A hipótese de balanço
A hipótese swing propõe que as junções entre o terceiro nucleotídeo do códon do RNA mensageiro e o primeiro nucleotídeo do anticódon do RNA de transferência são menos específicas do que as junções entre os outros dois nucleotídeos do tripleto.
Crick descreveu esse fenômeno como um "balanço" na terceira posição de cada códon. Algo acontece nessa posição que permite que as articulações sejam menos rígidas do que o normal. Também é conhecido como oscilação ou oscilação.
Esta hipótese de oscilação de Crick explica como o anticódon de um dado tRNA pode emparelhar com dois ou três códons de mRNA diferentes.
Crick propôs que, uma vez que o emparelhamento de bases (entre a base 59 do anticódon no tRNA e a base 39 do códon no mRNA) é menos rigoroso do que o normal, alguma "oscilação" ou afinidade reduzida é permitida neste local.
Como resultado, um único tRNA freqüentemente reconhece dois ou três dos códons relacionados que especificam um determinado aminoácido.
Normalmente, as ligações de hidrogênio entre as bases dos anticódons do tRNA e dos códons do mRNA seguem regras estritas de pareamento de bases apenas para as duas primeiras bases do códon.
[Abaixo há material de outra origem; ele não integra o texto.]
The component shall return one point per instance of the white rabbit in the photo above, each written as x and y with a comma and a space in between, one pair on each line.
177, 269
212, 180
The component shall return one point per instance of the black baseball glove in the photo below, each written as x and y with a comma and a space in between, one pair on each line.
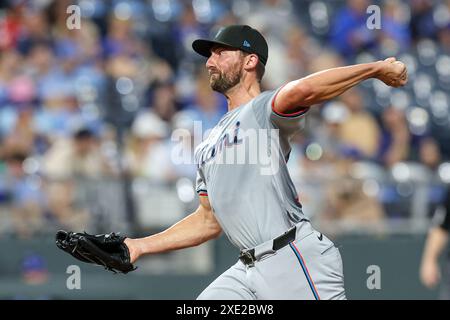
107, 250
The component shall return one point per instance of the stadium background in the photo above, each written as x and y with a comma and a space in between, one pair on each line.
86, 118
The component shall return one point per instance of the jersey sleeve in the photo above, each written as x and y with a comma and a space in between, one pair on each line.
288, 124
200, 185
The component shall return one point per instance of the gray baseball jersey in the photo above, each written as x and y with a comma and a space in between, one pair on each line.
242, 169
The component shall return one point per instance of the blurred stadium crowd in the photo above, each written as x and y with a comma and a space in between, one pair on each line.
86, 115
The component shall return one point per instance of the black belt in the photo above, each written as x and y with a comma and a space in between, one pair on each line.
248, 256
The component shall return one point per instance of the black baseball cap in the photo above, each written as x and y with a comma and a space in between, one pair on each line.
240, 37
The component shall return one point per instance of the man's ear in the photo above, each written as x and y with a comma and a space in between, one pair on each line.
251, 61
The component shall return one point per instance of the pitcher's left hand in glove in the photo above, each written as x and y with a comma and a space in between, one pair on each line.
106, 250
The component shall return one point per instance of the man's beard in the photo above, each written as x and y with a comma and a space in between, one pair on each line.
224, 82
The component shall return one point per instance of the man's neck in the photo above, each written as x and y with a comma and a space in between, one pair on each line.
241, 94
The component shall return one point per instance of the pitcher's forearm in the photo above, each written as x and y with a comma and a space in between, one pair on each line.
436, 242
189, 232
331, 83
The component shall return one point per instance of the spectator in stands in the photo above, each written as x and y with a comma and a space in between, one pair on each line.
349, 33
422, 23
395, 138
148, 153
27, 198
359, 131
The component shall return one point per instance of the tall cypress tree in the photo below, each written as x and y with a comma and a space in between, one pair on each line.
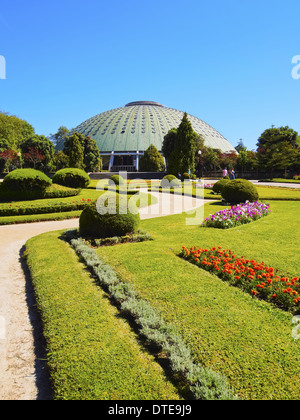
74, 150
182, 158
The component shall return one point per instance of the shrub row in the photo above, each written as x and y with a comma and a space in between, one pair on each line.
204, 383
45, 208
115, 240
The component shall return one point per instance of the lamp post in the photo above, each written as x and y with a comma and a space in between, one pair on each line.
19, 159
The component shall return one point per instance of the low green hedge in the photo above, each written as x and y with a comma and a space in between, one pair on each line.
53, 191
203, 382
92, 352
72, 178
117, 221
239, 191
24, 184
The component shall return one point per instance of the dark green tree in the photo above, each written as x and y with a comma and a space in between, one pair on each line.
152, 160
73, 148
182, 158
14, 130
61, 160
92, 157
169, 144
278, 148
59, 138
4, 145
43, 146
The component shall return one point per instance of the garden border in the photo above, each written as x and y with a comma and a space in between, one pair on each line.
204, 383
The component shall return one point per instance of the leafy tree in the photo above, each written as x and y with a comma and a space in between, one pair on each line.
60, 160
169, 144
14, 130
152, 160
33, 156
4, 145
92, 158
278, 148
73, 148
240, 146
38, 152
10, 158
59, 138
242, 159
228, 160
182, 158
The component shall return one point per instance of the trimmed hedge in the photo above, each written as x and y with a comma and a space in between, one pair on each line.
203, 382
24, 184
116, 180
170, 181
113, 223
239, 191
72, 178
219, 185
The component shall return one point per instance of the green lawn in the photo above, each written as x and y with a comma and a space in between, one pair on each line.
92, 352
247, 340
56, 208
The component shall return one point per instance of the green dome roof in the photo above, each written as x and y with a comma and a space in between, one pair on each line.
137, 125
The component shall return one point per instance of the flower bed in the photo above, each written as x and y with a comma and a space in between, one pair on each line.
256, 278
237, 215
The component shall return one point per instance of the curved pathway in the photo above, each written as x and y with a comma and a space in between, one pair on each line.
23, 373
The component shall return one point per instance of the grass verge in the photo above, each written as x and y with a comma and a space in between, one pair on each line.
92, 352
247, 340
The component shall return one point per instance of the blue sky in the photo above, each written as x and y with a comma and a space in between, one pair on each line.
226, 62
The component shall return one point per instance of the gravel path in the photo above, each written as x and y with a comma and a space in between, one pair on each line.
23, 372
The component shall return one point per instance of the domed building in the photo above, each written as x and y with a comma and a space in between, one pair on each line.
123, 134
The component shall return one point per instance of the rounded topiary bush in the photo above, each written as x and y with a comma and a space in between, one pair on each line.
186, 176
118, 221
239, 191
72, 178
25, 184
170, 181
219, 185
116, 180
No entanto, este efeito não ocorre em todas as terceiras posições de todos os códons de mRNA.
RNA e aminoácidos
Com base na hipótese de oscilação, a existência de pelo menos dois RNAs de transferência foi prevista para cada aminoácido com códons exibindo degenerescência completa, o que se mostrou verdadeiro.
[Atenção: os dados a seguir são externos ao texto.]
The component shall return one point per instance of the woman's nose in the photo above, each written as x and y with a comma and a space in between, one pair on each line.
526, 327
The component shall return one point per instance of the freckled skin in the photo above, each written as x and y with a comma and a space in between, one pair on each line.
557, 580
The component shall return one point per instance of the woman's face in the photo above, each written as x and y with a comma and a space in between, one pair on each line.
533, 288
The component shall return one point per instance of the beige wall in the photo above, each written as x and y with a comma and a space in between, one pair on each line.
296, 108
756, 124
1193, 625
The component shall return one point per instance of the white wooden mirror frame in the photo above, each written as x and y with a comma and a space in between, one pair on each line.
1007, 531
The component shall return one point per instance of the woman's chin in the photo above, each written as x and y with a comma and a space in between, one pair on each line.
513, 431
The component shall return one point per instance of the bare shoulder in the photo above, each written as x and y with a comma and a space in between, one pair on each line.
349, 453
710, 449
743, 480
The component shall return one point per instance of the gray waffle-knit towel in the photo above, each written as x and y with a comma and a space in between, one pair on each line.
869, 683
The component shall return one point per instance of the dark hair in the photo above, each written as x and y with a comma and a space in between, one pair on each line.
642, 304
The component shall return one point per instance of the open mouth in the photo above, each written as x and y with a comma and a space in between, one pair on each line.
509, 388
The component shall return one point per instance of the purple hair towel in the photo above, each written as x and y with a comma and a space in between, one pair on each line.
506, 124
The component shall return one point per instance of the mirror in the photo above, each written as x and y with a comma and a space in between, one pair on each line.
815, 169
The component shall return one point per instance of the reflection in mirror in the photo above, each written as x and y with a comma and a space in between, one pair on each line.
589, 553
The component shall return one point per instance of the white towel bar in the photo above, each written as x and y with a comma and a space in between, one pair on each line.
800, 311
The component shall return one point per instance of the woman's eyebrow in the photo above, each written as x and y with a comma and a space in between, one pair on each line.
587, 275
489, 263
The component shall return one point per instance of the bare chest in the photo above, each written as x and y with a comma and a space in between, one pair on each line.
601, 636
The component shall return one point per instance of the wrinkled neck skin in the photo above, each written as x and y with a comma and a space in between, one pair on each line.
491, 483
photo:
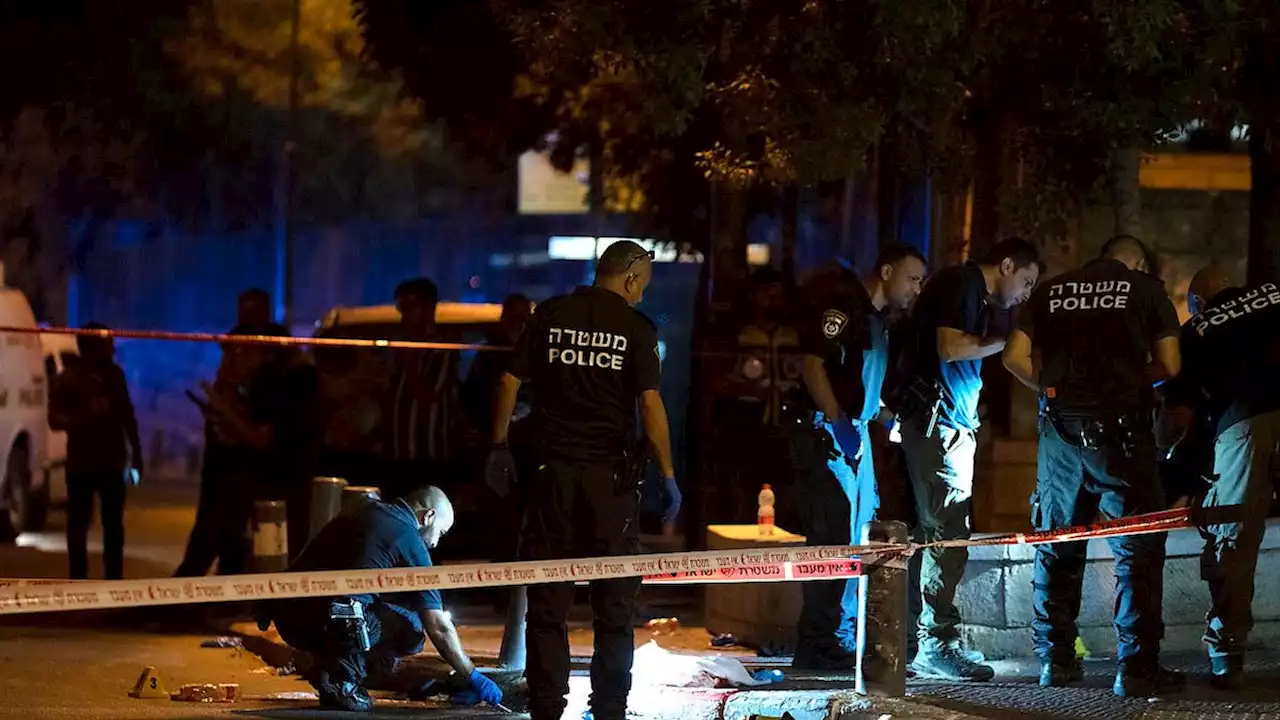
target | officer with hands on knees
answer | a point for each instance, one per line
(1093, 342)
(357, 641)
(1230, 369)
(590, 359)
(954, 327)
(845, 345)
Essa hipótese também previu o aparecimento de três RNAs de transferência para os seis códons de serina. Na verdade, três tRNAs foram caracterizados para serina:
- o tRNA para a serina 1 (anticódon AGG) se liga aos códons UCU e UCC.
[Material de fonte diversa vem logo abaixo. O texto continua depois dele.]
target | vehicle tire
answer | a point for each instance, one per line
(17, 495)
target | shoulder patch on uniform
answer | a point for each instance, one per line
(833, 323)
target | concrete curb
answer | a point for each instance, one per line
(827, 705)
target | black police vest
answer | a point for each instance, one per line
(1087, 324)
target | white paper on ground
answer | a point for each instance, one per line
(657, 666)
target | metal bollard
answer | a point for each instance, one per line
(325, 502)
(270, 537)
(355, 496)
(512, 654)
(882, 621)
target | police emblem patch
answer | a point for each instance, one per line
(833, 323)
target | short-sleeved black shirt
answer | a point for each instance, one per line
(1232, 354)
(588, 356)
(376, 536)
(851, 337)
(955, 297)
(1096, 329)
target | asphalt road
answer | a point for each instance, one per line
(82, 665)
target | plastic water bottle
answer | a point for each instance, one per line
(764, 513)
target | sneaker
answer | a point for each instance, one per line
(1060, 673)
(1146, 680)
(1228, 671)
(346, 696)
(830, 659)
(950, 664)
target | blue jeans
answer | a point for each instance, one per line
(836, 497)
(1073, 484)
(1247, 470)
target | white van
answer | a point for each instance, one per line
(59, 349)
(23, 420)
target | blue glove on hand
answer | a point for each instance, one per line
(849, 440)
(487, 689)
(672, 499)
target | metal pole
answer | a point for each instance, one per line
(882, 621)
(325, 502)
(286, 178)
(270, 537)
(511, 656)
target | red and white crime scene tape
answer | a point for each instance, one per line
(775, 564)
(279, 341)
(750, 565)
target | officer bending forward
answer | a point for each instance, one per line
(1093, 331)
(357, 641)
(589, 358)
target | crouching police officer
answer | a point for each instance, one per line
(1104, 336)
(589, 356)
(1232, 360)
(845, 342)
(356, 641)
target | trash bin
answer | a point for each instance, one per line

- o tRNA para a serina 2 (anticódon AGU) se liga aos códons UCA e UCG.
- o tRNA da serina 3 (anticódon UCG) liga-se aos códons AGU e AGC.
Estas especificidades foram verificadas por ligação estimulada de trinucleotídeos aminoacil-tRNA purificados a ribossomos in vitro.
Finalmente, vários RNAs de transferência contêm a base inosina, que é feita a partir da purina hipoxantina. A inosina é produzida por uma modificação pós-transcricional da adenosina.
A hipótese de oscilação de Crick previu que, quando a inosina está presente na extremidade 5 'de um anticódon (a posição oscilante), ela emparelharia com uracila, citosina ou adenina no códon.
De fato, o alanil-tRNA purificado contendo inosina (I) na posição 5 'do anticódon se liga a ribossomos ativados com trinucleotídeos GCU, GCC ou GCA.
O mesmo resultado foi obtido com outros tRNAs purificados com inosina na posição 5 'do anticódon. Assim, a hipótese da oscilação de Crick explica muito bem as relações entre tRNAs e códons dado o código genético, que é degenerado, mas ordenado.
Referências
- Brooker, R. (2012).Conceitos de Genética (1ª ed.). The McGraw-Hill Companies, Inc.
- Brown, T. (2006). Genomes 3 (3rd) Garland Science.
- Griffiths, A., Wessler, S., Carroll, S. & Doebley, J. (2015).Introdução à Análise Genética(11ª ed.). W.H. Freeman
- Lewis, R. (2015).Genética Humana: Conceitos e Aplicações(11ª ed.). McGraw-Hill Education.
- Snustad, D. & Simmons, M. (2011).Princípios de Genética(6ª ed.). John Wiley and Sons.